Take your toothbrush and get to work on the corners where the frets meet the fingerboard - this will help you to remove any large dirt particles.
Now it’s time to get scrubbing! Starting at the nut and working down, take your fingerboard guards and place them over the fret you’re working on.
Add some FRINE, or whatever brand of fret polish you prefer to a dry cloth and work it into the fret itself. This will remove any oxidization, leaving a smooth and shiny finish. Remove any excess with a Q-Tip and a clean cloth before moving on to the next fret.
Some people like to use a naphtha soaked Q-Tip instead of proper fret polish.
If you do go down that road, I’d suggest you exercise caution, not only is it toxic (and extremely flammable) it can also end up drying out and even cracking your fretboard if you don’t take care to hydrate it with an appropriate oil or conditioner.
Step 3: Work The Body!
The next step in the cleaning process is to take care of the body. Once again, get your damp (not wet) cloth, and gently wipe the surface of the body before wiping off with a dry rag.
The edge of the sound hole can be a magnet for dirt, but cleaning this area does require some caution, so don’t go crazy just yet. If you reach inside just a little too far, you’ll be introducing cleaning products to raw, untreated wood, which can cause warping and distortion.

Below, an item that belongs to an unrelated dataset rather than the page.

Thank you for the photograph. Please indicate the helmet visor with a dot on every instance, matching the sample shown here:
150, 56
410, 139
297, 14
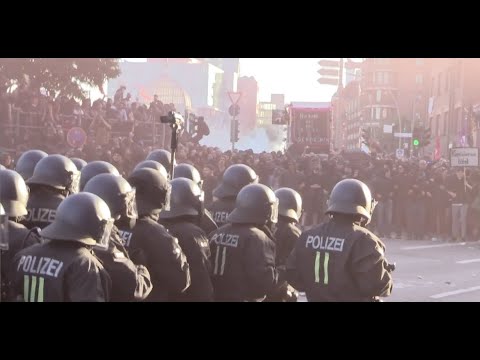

Q-Tips are your friend once again! Using a tiny amount of cleaning solution, moisten the Q-Tip and gently run it around the sound hole and finish with your dry cloth.
The edges of your pick guard can get surprisingly grimy, too. Take a fresh Q Tip, again with some cleaning solution and rub it around the perimeter.
The final trouble spot is usually the bridge and saddle – by now you know what to do! A toothbrush or Q Tip will help to clear any obvious dirt from hard to reach areas here.
Now you’re ready to dampen a microfiber cloth with cleaning solution and get to work on the body. Making small circular motions, work your way around the body until it’s all been cleaned.
Once the body is done, you can clean the back of the neck and the headstock, too.
Step 4: Finishing Touches
Now your guitar is clean, it’s time to protect. Just like waxing your car, polishing an acoustic guitar protects it from the negative effects of future dirt, grime, oils, and acids.
The fretboard should be finished with fretboard conditioner or lemon oil. Whether its rosewood or maple, it must be kept hydrated to prevent cracks.
Same goes for the body, finishing with polish not only helps it to look good and resist smudges, it can also help to prolong the life of lacquer to prevent damage to the underlying wood.
Step 5: Guitarists….. Reassemble!
Once you’re happy that you’ve cleaned and finished the whole guitar, it’s time to restring and retune. I think it’s a great time to throw a new set of Elixrs on there. Buying amultipack will mean you’ve always got a fresh set on standby.
If you’re not planning to put new strings on, at least give the old ones a clean, theFender Speed Slick makes light work of this task.
My Closing Thoughts On Cleaning Your Acoustic Guitar
Cleaning your guitar may seem arbitrary, but once again it’s a fundamental part of owning and caring for a musical instrument. A clean guitar helps you sound your best, and that’s what matters at the end of the day. If you’re anything like me, you might find the whole process kind of therapeutic, too!
If this is something you’re looking to avoid doing too often, make sure to just give your guitar a wipe down with a clean cloth after every time you play (although this is a great habit for all guitarists to get into).
I’m going to close this article with a caveat.
Friends, never, I repeat NEVER, try to clean and polish a matte guitar with anything other than a dry cloth.
It’s not ideal, but you can really ruin the finish. Above all else, if you have a vintage guitar of any value, don’t even dream of trying to clean it yourself (unless you’re a master luthier, in which case, why are you even reading this!?).
Patina is one of the key factors in the value of a vintage instrument, and a well-meaning, but foolish attempt to clean and refinish it could render it worthless!